1 minute read

A third of golf courses have improved finances after the pandemic

The Spanish Association of Golf Managers (AEGG) was behind the creation of a study that includes most of the administration indicators normally used for the management of a golf course, and it shows that almost one third of Spanish golf courses have improved their financial situation over the last three years. The same study shows that 74.6% of Spanish clubs had a neutral, profitable or very profitable financial result during 2022, while 25.4% declare that they are unprofitable companies.

Bearing in mind that, in a survey conducted in 2019, before the pandemic, 57.3% of Spanish golf courses declared that they were not profitable, this means that the financial situation has improved for 31.9% of them in this three-year period.

The AEGG believes that these kinds of studies help to showcase the work and professionalism of the golf course manager role, pooling knowledge that is useful for their members as a whole and Spanish golf in general.

The ultimate aim of the study produced by the AEGG is focused on innovating and improving management of sport in the field of golf.

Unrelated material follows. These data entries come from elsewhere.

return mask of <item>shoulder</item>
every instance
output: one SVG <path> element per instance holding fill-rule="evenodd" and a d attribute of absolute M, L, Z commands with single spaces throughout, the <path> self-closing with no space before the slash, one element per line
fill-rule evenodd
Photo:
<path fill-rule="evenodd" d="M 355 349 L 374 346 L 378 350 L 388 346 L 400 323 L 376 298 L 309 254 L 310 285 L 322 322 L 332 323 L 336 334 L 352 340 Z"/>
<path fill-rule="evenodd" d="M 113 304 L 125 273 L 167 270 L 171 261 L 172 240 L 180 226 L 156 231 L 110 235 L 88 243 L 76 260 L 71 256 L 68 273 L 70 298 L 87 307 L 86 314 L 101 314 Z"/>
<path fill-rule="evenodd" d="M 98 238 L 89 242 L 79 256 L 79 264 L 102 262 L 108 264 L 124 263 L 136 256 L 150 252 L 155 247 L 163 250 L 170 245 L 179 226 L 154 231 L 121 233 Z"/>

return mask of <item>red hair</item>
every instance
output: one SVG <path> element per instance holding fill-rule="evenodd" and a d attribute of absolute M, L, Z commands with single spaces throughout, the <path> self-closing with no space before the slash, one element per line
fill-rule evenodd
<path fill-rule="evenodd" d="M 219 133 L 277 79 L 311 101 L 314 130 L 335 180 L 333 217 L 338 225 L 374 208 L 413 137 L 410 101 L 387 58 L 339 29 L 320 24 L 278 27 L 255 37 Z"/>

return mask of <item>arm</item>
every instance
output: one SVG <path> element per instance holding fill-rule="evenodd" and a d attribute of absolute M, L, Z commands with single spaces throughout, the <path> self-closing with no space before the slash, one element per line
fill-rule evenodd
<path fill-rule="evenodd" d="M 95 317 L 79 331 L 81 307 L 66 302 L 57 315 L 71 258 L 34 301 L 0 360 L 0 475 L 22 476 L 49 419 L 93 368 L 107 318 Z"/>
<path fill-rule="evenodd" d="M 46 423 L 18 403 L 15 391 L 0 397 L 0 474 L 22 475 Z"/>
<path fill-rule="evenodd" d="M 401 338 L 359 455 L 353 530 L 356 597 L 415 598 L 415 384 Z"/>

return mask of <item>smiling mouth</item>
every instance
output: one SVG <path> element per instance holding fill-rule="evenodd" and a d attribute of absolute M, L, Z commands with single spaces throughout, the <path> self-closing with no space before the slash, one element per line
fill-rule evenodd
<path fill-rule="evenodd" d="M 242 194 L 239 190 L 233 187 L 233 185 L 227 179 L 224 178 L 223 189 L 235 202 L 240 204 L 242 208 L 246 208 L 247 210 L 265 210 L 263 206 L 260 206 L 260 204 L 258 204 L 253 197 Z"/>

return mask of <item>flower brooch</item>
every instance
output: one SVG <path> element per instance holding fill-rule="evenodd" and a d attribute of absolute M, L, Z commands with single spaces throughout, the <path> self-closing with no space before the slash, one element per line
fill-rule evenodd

The conclusions of the general data and analysis of income and expenses is listed below:

Main Conclusions

• 85% of courses do not have over 1,500 members.

• 75% of courses had over 30,000 outings last year.

• 73.5% of courses have 26% of outings by members or pass holding players.

• 82.4% of courses have 90% of staff hired indefinitely.

• The number of employees per course is between 10 and 40.

• Best practices: Adaptation, planning and foresight have been the key elements over the last two years for most managers. This is followed by Digitalization, Sustainability and Innovation.

• 74.6% of golf courses responded that they had neutral, profitable or very profitable results.

• Revenue from club room: 57% between 10,000 and 80,000 Euros a year.

• 75% of courses had a balanced or positive result. 25% had deficient results.